This repository contains the code associated with our research paper.

Motivation

Therapeutic inertia has been defined as the failure of health-care providers to act appropriately during clinical visits (e.g. by initiating or intensifying treatment therapy) when therapeutic goals are not reached [Phillips et al., 2001]. It has been reported that hypertensive individuals experience therapeutic inertia in up to 85% of visits in some European countries [Wang et al., 2007]. As such, therapeutic inertia is a major obstacle to reaching individual and public-health targets [Okonofua et al., 2006].

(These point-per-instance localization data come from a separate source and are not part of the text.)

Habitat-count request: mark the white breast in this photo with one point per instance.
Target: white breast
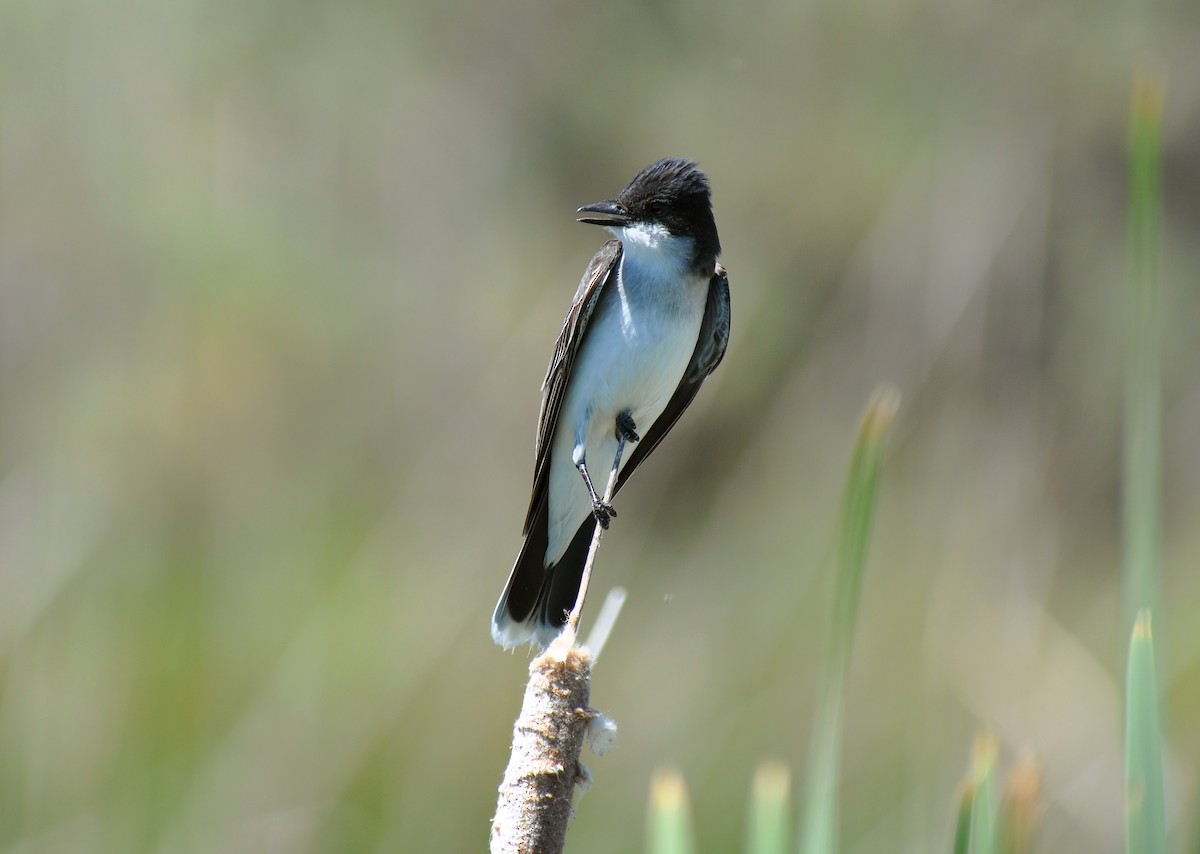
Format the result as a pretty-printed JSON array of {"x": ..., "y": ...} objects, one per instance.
[{"x": 635, "y": 352}]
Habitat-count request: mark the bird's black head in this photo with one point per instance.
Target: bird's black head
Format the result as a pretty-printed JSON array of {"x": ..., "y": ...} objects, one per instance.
[{"x": 672, "y": 193}]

This study assesses the impact of therapeutic inertia on long-term systolic blood pressure (SBP) control and investigate how the inherent variability of BP measurement affects treatment decisions. A Monte Carlo framework is used to simulate repeated visits in which BP measurements are made with random error, and subsequent treatment decisions are based on probabilities conditioned on measurement values. Results show that show that the impact of therapeutic inertia during treatment initiation persists during long-term follow-up. Strategies to remove therapeutic inertia during treatment initiation (ie, dual antihypertensive therapy) are likely to improve long-term BP control irrespective of BP measurement technique.

figure 01
Figure 1. Model Structure. Within each cycle, individuals underwent successive treatment steps until measured systolic blood pressure (mSBP) <140 mm Hg or a decision was made not to increased medication. \(\text{drug}_\text{eff}\) indicates mean drug response; tSBP, true systolic blood pressure; \(\sigma_\text{drug}\), SD of drug response; and \(\sigma_\text{meas}\), SD of measurement error.
graphical abstract
Figure 2. Removal of therapeutic inertia from medication improves long-term BP control irrespective of BP measurement technique.

Software Implementation

All source code used to generate the results and figures in the paper are in the code directory.

All results generated by the code are saved in results.

Getting the Code

You can get a copy of all the files in this repository by downloading the zip archive. Or by using the git clone command

git clone [email protected]:alexandry-augustin/impact_of_therapeutic_inertia.git

Installing the Dependencies

The recommended way to manage the project dependencies is to set up a conda virtual environments to avoid conflicts with your existing system Python installation.

Run the following command to create a new environment (Python 3.8.5 and above is required):

conda create -n therapeutic-inertia [python=3.8.5]

Run the following command to enable the newly created environment for your current session:

conda activate therapeutic-inertia

Any subsequent commands will use dependencies installed in therapeutic-inertia environment.

Run the following command to install all required dependencies in the environment:

conda install numpy scipy pandas seaborn scikit-learn

Reproducing the Results

Before running any code make sure to have installed all the dependencies and that you have activated the therapeutic-inertia conda environment (see Section above).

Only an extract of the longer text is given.